Drupal | WordPress | Laravel | SaaS Providers | |
---|---|---|---|---|
Commerce | Yes - Open Source | Yes - Free or paid Modules & services available, most by paid subscription |
Yes - Free or paid Modules & services available, most by paid subscription |
Yes - paid |
Customisation | Good | OK | Good | OK |
Multilingual support | Excellent | Poor | Good | Good |
Can run Headless | Yes | Yes | Yes | Yes |
Value for money | Good | OK | Good | Good |
Platform tie-in | None - Open Source | None - Open Source | Open Source | Tied in |
Subscriptions | None - Open Source | Modules and plugins come in various freemium and subscription options |
Paid development tools, add-ons and modules | Platform subscription. Plans for large sites can be expensive. Paid add-ons and modules. |
Drupal as an advantage
For larger businesses, the subscription and contract costs associated with many platforms quickly spiral into ££££££, and that makes Open Source solutions like Drupal highly attractive - especially given the favourable feature comparisons.

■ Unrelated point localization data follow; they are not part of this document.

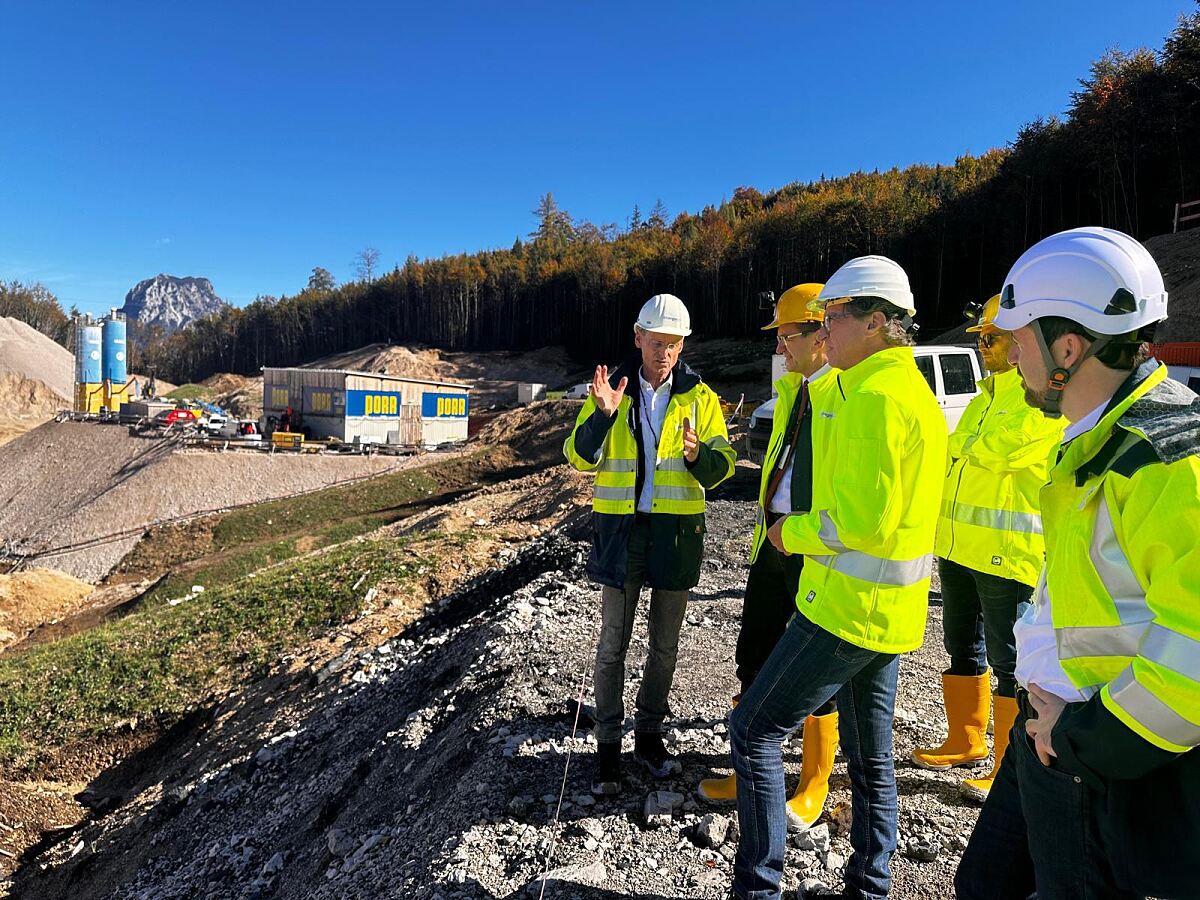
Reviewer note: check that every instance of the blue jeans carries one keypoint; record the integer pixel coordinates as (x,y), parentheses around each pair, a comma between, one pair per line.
(978,611)
(809,666)
(1037,834)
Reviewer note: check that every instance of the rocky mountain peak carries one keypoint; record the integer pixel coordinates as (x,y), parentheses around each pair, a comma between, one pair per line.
(171,303)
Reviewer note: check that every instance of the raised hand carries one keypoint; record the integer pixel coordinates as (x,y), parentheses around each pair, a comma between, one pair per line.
(690,442)
(607,397)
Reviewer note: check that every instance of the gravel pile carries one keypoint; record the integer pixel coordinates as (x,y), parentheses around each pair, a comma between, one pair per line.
(431,766)
(28,352)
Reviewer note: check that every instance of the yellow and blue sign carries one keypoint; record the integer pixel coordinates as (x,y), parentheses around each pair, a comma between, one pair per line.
(372,403)
(275,396)
(443,406)
(324,401)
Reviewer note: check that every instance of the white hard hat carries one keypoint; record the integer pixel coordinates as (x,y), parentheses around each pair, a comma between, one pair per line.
(1102,279)
(869,276)
(666,315)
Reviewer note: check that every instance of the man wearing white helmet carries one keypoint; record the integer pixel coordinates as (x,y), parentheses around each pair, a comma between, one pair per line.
(879,454)
(1101,793)
(654,451)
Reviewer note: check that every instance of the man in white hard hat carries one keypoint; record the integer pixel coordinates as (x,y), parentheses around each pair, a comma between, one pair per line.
(654,451)
(786,487)
(1099,793)
(880,453)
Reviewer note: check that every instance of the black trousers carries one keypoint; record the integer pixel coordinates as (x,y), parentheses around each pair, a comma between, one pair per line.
(1045,831)
(768,606)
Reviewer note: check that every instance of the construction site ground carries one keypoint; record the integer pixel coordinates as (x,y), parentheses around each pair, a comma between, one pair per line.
(389,715)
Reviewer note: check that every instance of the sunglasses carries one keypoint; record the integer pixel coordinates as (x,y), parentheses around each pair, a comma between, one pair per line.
(805,330)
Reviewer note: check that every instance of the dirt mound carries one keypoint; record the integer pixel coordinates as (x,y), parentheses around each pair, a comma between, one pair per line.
(29,353)
(226,382)
(21,396)
(544,499)
(24,405)
(239,395)
(1179,257)
(31,598)
(535,432)
(78,496)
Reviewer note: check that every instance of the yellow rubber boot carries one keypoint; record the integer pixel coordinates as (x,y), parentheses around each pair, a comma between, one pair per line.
(1005,709)
(967,701)
(820,748)
(720,790)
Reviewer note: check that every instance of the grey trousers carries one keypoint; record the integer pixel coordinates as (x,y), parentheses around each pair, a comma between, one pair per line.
(617,625)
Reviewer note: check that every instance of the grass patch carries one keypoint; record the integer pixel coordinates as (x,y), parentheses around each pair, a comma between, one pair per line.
(163,659)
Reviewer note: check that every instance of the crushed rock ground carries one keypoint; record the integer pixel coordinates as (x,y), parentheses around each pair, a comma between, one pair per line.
(430,766)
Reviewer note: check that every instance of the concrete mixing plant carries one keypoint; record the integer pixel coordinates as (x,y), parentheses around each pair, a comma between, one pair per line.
(101,372)
(89,390)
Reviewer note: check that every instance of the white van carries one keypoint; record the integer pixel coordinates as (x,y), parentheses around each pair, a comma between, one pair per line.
(579,391)
(952,372)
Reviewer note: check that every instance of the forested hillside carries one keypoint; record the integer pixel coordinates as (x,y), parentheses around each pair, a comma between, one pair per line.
(36,306)
(1122,155)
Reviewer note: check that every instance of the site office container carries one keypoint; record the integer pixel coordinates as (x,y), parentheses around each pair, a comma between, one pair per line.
(369,408)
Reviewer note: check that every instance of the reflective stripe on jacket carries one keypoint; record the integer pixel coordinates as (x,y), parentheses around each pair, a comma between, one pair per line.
(1000,457)
(1122,522)
(879,463)
(610,448)
(787,390)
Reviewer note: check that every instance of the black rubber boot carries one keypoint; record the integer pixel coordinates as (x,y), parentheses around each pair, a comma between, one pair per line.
(606,779)
(653,755)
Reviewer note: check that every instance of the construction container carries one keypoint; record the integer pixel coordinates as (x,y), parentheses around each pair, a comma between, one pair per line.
(366,407)
(88,381)
(113,363)
(531,393)
(287,439)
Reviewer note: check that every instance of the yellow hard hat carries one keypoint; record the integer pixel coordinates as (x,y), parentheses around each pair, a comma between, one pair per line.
(793,306)
(988,316)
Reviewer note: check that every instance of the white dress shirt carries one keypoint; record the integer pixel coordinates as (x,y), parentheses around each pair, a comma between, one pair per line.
(653,413)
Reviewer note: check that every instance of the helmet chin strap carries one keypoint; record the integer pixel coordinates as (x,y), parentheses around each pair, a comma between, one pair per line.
(1051,407)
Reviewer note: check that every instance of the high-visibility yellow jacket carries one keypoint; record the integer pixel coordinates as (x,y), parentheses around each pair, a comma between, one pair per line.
(1122,521)
(1000,457)
(611,448)
(880,455)
(787,391)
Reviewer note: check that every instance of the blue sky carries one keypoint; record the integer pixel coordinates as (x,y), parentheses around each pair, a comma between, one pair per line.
(251,142)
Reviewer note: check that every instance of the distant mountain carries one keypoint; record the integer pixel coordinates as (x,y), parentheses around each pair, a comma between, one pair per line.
(171,303)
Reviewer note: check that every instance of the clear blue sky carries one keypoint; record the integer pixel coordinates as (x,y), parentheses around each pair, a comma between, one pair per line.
(250,142)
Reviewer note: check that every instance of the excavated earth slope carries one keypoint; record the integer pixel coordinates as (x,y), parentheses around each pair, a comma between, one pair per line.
(78,496)
(430,766)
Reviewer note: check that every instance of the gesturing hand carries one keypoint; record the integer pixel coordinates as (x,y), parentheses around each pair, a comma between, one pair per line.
(690,442)
(606,396)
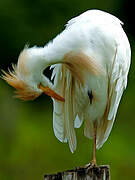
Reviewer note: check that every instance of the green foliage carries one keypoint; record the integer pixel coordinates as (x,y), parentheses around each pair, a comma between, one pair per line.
(28,147)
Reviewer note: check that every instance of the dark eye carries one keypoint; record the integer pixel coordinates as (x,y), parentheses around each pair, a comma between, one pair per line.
(90,94)
(48,73)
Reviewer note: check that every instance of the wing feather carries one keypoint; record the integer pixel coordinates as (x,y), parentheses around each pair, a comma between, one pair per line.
(117,81)
(66,115)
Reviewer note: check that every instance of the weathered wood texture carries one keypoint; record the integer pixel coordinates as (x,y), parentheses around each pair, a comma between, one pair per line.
(82,173)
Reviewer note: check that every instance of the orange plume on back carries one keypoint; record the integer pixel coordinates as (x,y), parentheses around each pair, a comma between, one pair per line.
(23,91)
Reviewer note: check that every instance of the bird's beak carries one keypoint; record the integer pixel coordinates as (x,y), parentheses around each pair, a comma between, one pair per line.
(51,93)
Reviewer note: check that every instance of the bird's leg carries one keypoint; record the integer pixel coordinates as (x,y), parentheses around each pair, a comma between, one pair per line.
(93,161)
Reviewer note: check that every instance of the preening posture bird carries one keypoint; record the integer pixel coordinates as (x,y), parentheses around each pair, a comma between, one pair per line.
(90,61)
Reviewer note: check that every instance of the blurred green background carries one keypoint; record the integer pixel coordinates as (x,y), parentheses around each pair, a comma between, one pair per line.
(28,147)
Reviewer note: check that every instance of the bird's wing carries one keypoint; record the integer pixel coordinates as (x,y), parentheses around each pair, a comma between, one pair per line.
(68,114)
(117,82)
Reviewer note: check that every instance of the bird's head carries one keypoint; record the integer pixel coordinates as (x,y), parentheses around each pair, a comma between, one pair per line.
(27,76)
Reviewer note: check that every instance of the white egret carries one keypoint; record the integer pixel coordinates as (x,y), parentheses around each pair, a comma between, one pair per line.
(90,61)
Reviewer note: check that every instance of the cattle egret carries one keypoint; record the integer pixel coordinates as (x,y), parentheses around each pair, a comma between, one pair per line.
(90,61)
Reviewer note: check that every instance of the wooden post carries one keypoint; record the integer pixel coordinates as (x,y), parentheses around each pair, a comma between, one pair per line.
(82,173)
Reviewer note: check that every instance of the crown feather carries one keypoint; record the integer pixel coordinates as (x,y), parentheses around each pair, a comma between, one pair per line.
(23,90)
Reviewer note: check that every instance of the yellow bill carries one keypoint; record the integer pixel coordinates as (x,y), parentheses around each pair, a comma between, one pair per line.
(51,93)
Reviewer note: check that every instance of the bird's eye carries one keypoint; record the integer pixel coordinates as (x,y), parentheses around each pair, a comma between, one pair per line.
(48,73)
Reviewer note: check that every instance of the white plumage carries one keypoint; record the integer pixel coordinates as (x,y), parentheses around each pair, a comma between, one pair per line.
(90,61)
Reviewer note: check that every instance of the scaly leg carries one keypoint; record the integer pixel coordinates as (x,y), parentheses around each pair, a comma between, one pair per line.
(93,161)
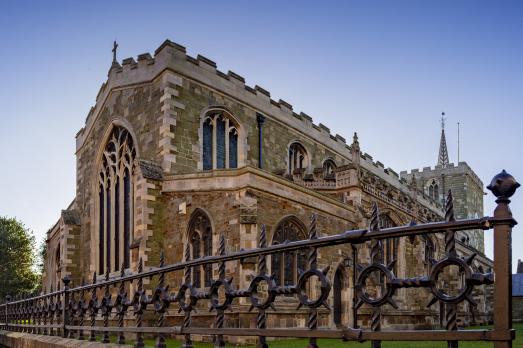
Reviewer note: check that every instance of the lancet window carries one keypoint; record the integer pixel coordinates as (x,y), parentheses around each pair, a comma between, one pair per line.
(434,190)
(116,201)
(390,245)
(328,169)
(200,240)
(220,142)
(285,266)
(430,250)
(298,158)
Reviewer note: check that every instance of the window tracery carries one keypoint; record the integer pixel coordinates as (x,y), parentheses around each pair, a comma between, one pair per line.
(298,158)
(434,190)
(328,169)
(220,142)
(285,266)
(391,245)
(116,201)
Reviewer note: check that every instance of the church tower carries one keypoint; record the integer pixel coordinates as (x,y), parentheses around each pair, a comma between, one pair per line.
(467,189)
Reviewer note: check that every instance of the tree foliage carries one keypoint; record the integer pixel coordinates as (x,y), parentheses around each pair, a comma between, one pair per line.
(17,259)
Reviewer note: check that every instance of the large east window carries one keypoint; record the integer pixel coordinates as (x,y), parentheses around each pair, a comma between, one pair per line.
(115,201)
(285,266)
(298,158)
(220,141)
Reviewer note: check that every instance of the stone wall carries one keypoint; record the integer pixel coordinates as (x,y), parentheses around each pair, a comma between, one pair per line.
(517,309)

Small and medium organisations may shy away from having ongoing support contracts for customisations and changes, but should both be aware that this ultimately gives them greater control of their platform, and that recent developments in the Drupal ecosystem will bring faster development timescales and greater user control over the next few years.
Laravel as an advantage
Laravel has seen great success as a powerhouse behind web apps and mobile apps. The ability to build a custom application rapidly is highly attractive, but a key differentiator to Drupal is Drupal's ability to let the administrator manage almost everything through the UI (and in multiple languages!). If you don't need a CMS or similar backend for your application, you may well benefit from minimising that effort and building a Laravel application rather than a Drupal installation.
WordPress as an advantage
Drupal has long been in decline among novice users and medium-complexity sites. The WordPress offering was strong; ease of use, minimal administration, subscriptions for extra functionality plugins. The Drupal CMS movement, and following initiatives, should see Drupal fight back for some of the moderate complexity installations - faster installs and easier builds via the UI, automatic updates and improved editorial workflows should see its appeal broaden. Until that comes through, WordPress certainly has ease-of-use advantages for sites without highly complex needs.
SAAS as an advantage
Online site builders have taken the world by storm, even overtaking WordPress usage in some key metrics. The speed, cost and ease of use have enormous appeal to the basic and medium complexity site builders. Where the subscription cost is not prohibitive, and limitations on customisations and extensions are not an issue, building with a SAAS platform can be a winning solution. Businesses wanting deeper integration with their systems and processes, however, will find Drupal attractive.